Then we round a corner past a tumbledown hog farm, and there’s the dog camp: a two-story wood-framed hunting lodge
with rows of gray-trimmed windows, and behind it on the foothills of a steep dark mountain loaded with lumber, two long buildings that resemble the original Bates Motel.

Big dog events tend to be held in places humans abandoned in the 1950s—out-of-the-way, downscale locations with no heat, no cellular reception, no TVs in the room, no Internet, no tiki bar or hot tubs or robes or room service.

But they all have the most unusual amenity of all: they allow dogs.

I pull into the parking lot crammed with ramshackle campers larded with bumper stickers like I Brake for Yorkies and Dog Is My Co-pilot, roll down the window to give Hola some air, and go into the lodge. It has a narrow hall and paeans to Graves Mountain’s storied past, which seems to involve a lot of very severe-looking tall men with beards and long guns.
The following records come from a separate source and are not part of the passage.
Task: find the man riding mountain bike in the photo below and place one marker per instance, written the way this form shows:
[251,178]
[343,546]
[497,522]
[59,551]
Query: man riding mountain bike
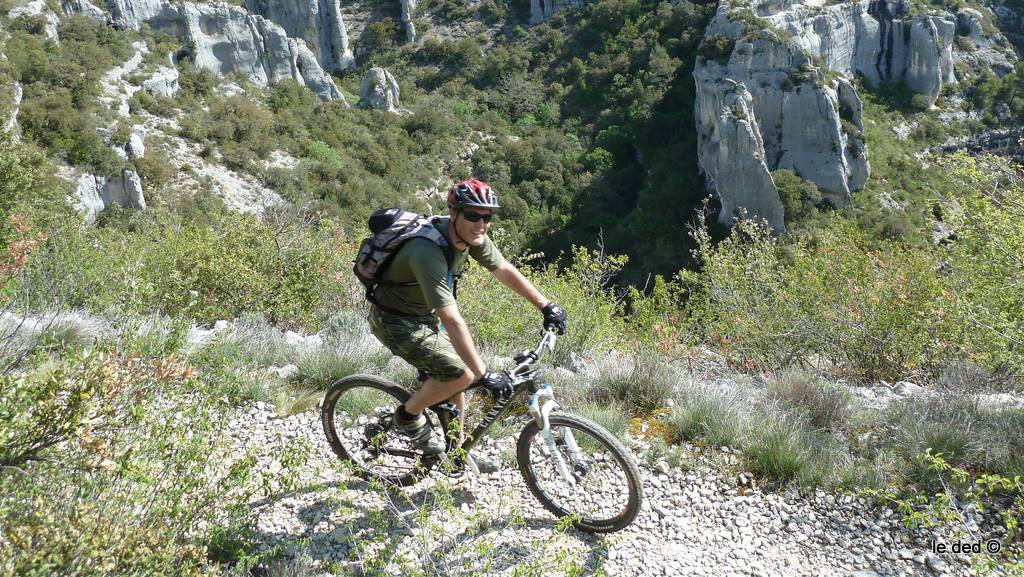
[417,292]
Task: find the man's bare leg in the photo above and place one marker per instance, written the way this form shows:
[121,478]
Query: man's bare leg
[434,390]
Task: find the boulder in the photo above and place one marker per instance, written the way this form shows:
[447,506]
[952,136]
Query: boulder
[379,90]
[164,82]
[136,142]
[124,191]
[94,194]
[978,48]
[84,8]
[320,24]
[38,8]
[87,200]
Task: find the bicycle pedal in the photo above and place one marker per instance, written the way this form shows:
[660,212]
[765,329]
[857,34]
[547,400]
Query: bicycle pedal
[445,406]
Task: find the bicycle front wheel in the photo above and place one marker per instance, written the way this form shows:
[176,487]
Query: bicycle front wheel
[357,419]
[581,472]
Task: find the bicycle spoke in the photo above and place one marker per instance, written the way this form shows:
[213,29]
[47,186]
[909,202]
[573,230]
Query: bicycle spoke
[357,420]
[581,472]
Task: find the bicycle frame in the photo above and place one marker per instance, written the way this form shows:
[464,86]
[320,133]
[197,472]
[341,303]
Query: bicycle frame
[541,403]
[523,378]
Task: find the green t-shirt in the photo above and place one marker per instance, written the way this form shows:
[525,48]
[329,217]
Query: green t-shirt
[417,281]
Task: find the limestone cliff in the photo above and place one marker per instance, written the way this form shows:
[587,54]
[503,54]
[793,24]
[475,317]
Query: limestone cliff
[541,10]
[795,115]
[226,39]
[876,39]
[317,22]
[788,62]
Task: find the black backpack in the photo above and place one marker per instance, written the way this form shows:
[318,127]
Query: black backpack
[389,230]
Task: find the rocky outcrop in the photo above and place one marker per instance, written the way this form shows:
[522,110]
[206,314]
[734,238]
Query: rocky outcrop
[84,8]
[38,8]
[227,39]
[732,153]
[135,147]
[94,194]
[766,105]
[10,126]
[164,82]
[976,48]
[408,9]
[131,14]
[317,22]
[541,10]
[379,90]
[872,38]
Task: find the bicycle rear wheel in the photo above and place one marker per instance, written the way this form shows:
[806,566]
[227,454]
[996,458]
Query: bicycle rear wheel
[582,472]
[357,417]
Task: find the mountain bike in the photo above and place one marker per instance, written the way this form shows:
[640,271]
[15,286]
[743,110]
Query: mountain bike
[572,465]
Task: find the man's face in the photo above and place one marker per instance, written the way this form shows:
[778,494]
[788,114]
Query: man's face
[472,232]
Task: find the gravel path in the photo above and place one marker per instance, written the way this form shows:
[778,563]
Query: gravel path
[696,523]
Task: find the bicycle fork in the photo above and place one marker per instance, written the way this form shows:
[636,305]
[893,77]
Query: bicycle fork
[541,404]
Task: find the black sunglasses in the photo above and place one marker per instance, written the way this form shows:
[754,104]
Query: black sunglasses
[476,216]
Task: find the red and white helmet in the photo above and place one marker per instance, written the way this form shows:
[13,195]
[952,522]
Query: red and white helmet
[472,193]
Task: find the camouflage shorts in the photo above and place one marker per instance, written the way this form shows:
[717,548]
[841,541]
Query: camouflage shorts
[418,340]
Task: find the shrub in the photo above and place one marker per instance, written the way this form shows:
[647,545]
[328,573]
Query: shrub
[710,416]
[825,407]
[134,486]
[877,313]
[641,382]
[506,323]
[220,269]
[783,449]
[612,416]
[966,433]
[800,198]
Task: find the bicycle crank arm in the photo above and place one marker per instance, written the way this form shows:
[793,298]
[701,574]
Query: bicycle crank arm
[541,413]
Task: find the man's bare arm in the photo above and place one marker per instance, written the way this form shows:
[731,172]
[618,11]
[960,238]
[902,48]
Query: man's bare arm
[461,339]
[512,278]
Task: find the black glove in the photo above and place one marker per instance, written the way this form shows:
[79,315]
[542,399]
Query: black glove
[498,384]
[554,318]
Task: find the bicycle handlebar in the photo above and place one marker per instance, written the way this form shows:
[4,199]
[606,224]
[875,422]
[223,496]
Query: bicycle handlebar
[548,340]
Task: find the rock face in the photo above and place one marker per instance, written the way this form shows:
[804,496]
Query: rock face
[379,90]
[408,9]
[731,153]
[764,105]
[10,123]
[317,22]
[226,39]
[130,14]
[783,64]
[164,82]
[541,10]
[94,194]
[38,8]
[85,8]
[978,48]
[873,38]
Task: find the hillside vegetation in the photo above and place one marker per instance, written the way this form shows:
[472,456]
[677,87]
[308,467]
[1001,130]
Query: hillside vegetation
[113,458]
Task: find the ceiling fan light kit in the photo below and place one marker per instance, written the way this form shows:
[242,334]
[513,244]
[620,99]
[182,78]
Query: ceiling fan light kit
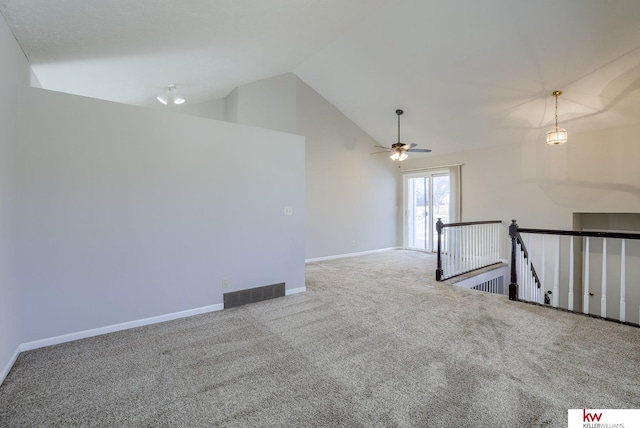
[556,136]
[170,94]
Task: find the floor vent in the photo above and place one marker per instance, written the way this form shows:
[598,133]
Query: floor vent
[495,285]
[252,295]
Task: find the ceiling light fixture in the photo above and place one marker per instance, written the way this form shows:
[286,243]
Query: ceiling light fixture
[556,136]
[170,95]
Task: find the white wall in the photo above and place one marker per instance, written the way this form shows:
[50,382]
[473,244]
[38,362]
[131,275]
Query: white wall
[268,103]
[14,72]
[125,213]
[542,186]
[212,109]
[351,195]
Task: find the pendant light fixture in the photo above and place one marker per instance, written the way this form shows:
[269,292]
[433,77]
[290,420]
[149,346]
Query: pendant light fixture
[170,95]
[556,136]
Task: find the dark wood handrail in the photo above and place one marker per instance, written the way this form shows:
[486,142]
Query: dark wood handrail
[470,223]
[439,226]
[523,248]
[619,235]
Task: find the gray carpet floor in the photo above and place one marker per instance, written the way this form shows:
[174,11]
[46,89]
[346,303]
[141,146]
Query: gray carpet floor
[374,341]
There’s no line in front of the card table marked Reception, behind which sits an elderly woman wearing a tan Graves Mountain polo shirt and bright pink lipstick.
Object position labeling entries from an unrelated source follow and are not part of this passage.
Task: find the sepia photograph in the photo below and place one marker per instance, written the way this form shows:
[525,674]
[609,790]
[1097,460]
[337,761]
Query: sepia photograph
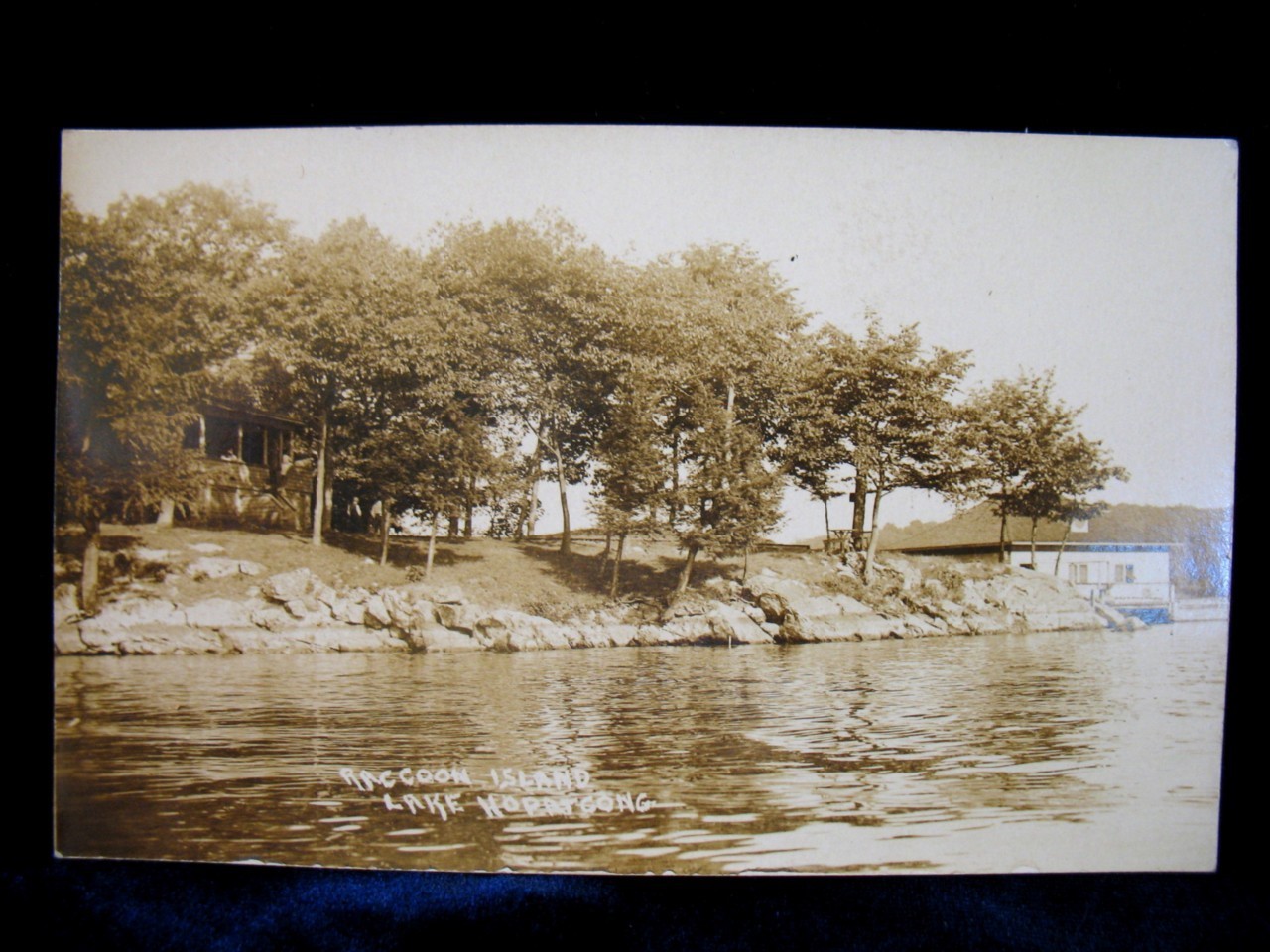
[644,499]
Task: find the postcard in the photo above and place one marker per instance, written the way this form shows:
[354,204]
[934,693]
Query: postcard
[644,499]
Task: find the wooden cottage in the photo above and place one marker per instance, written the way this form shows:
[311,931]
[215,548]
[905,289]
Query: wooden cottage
[252,472]
[1098,561]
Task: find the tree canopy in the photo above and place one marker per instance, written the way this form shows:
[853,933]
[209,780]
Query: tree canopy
[686,393]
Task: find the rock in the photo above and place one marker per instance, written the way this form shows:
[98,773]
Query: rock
[211,567]
[921,625]
[400,608]
[721,625]
[289,585]
[66,640]
[653,635]
[691,630]
[460,617]
[66,566]
[348,611]
[504,630]
[66,604]
[686,606]
[376,612]
[206,547]
[356,639]
[135,612]
[262,640]
[218,613]
[720,588]
[214,567]
[431,636]
[272,619]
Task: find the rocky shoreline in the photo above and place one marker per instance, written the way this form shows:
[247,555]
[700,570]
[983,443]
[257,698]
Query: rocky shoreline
[296,612]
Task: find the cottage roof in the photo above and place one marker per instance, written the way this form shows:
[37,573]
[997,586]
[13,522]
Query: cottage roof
[241,413]
[1123,525]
Right away there is a problem. A pennant tacked to the wall behind the women reads:

“Welcome Back—Volhard Instructor Training Camp”

See the problem?

“Instructor?!”

“Hello there,” says the woman. “What’s your name?”

After telling her, I say, “I’m a regular person.”

“Good for you.”

“I mean, I’m not an instructor. I just want to learn the Canine Good Citizen.”

“Don’t worry about it,” she says, handing me my plastic name tag and a silver bag of canine nutritional supplement. “You’re a serious dog trainer. That’s all that matters.”

“I’m not that serious.”

“Ha,” she says. “Ha, ha.”

Dinner is family style, at long tables, with the deep-fried dishes being passed around relentlessly and scooped onto plates in a way that reminds me of my elementary school cafeteria back in Birmingham, Michigan.

The scene also reminds me of Holly Winter’s observation: “My lackadaisical attitude toward my own diet had been in total contrast to the care I devoted to making sure that my animals received optimal nutrition.”